Девочки в огне - страница 15



– Клуб, где изучают природу бытия?

– Вот видишь, Декс, за это я тебя и люблю. Разве в нашем дерьмовом городишке найдется еще хоть один человек, который знает, что такое «онтология»?

– Ну, просто мы проходили ее по истории в прошлом го…

– Но ты же просекла! Ты просекла, почему эта штука так важна.

– Ну… наверное.

– Давай же, Декс, скажи. От тебя не убудет.

– Что сказать?

– Что ты тоже за это меня и любишь.

– Я тоже за это…

– Меня и любишь.

– Тебя и люблю.

– Президентом клуба, ясное дело, буду я. А тебя назначим вице-президентом, секретарем и казначеем.

– И никаких других членов, кроме нас.

– Разумеется. Подумай, Декс. Мы сможем вместе читать Ницше, Канта, Керуака; вместе размышлять, почему люди поступают так, а не иначе, или откуда взялись гравитация или зло, или почему вселенная не пуста и существует ли Бог; уходить в лес и врубать Курта на полную; закрывать глаза и пытаться, ну не знаю, заряжаться жизненной силой или типа того. А если это будет раздражать людей, то вообще круто.

– То есть в основном будем заниматься тем же, чем и теперь?

– В основном.

– Без всяких там регулярных заседаний.

– Угу.

– И без всякого помещения для клуба.

– Будто ты знаешь, как построить клуб.

– А как насчет клятвы на крови?

– Здравствуй, СПИД?

– Но ты ведь на самом деле не думаешь, что…

– Клятва на крови – это метафора, Декс. Не тормози.

– То есть вроде как ненастоящий клуб.

– Нет, Декс, ненастоящий. Настоящие клубы для лохов.

Если бы мы действительно основали клуб, оставив в стороне возвышенные устремления, онтология отошла бы в тень, уступив главное место разбору и анализу многочисленных злодеяний нашего общего с Лэйси врага – Никки Драммонд. Проведя в Батл-Крике всего полгода, Лэйси отчего-то успела проникнуться к Никки почти такой же враждебностью, как я за предыдущие четырнадцать лет, но отделывалась лишь самыми расплывчатыми объяснениями вроде: «Разве нужны причины ненавидеть дьявола?»

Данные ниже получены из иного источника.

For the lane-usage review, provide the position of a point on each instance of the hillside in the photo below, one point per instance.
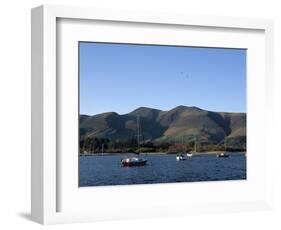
(178, 124)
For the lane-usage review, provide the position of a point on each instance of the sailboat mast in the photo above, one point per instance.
(195, 140)
(138, 132)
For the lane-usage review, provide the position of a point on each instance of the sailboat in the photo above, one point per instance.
(223, 154)
(190, 154)
(180, 156)
(135, 161)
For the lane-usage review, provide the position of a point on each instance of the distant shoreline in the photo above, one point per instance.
(158, 153)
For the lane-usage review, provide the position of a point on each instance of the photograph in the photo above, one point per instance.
(151, 114)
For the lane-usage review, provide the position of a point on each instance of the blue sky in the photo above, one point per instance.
(123, 77)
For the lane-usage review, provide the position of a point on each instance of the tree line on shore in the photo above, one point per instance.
(105, 145)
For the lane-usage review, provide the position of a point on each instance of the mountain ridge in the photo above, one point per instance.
(182, 122)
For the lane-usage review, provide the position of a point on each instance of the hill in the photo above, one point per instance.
(180, 124)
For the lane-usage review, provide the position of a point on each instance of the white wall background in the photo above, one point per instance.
(15, 112)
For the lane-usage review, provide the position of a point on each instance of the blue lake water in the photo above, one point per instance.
(161, 168)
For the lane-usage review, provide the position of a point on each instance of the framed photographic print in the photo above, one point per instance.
(137, 114)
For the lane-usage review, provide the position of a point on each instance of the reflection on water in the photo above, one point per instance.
(161, 168)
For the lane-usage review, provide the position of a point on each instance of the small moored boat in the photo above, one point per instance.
(133, 161)
(180, 157)
(222, 155)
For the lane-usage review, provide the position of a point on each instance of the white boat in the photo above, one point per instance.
(180, 157)
(136, 160)
(223, 154)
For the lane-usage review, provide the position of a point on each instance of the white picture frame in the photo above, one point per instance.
(55, 195)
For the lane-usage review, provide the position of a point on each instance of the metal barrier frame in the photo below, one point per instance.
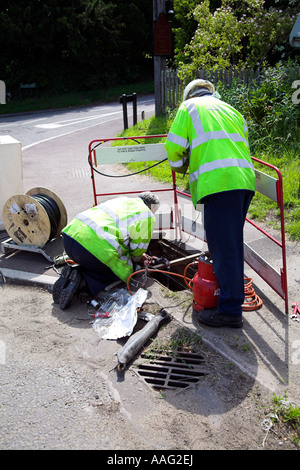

Лично у меня имелось множество причин, начиная аж с пятого класса, когда Никки стащила у меня из рюкзака дневник и пустила его гулять по детской площадке, основав клуб «Я ненавижу Ханну» с неограниченным членством. Не прошло и трех месяцев, как моя лучшая подруга вступила в шайку Никки ради вечеринки у бассейна в честь окончания учебного года, а когда я напомнила ей, какая Никки дрянь, округлила глаза: «Ты серьезно? Это было сто лет назад. Забей уже». А когда настал сентябрь и я оказалась единственной, кто «сто лет назад» и кто «забил», тогда как Алекса, сидя за обедом рядом с Никки, выбалтывала ей на ухо все мои секреты, я подумала: может, я сама виновата, потому что окрысилась, затаила обиду, была слишком требовательной подругой? Но я ничего не могла с собой поделать. До сих пор не понимаю, почему время служит законным основанием для прощения.

Мне было одиноко в роли той, кто все помнит. Наблюдая возвышение Никки, а потом, вследствие кровавой кончины Крэйга, и ее вознесение, когда учителя из кожи вон лезли, чтобы облегчить ей участь, а девочки, которых она раньше доводила до бритвы и слабительных, гладили ее по головке и уверяли, что все будет в порядке, я словно угодила в очередную серию «Сумеречной зоны»: единственный нормальный человек в обезумевшем мире. До появления Лэйси. Дело не только в том, что взгляды у нас совпадали, – скорее, она еще больше полюбила меня благодаря моим взглядам.

– Никки социопатка, – объявила теперь Лэйси, болтая ногами в воздухе. – Ноль эмоций. Небось и мелких зверюшек убивает ради забавы. И мочится в постель. Ну, знаешь, три признака серийного убийцы.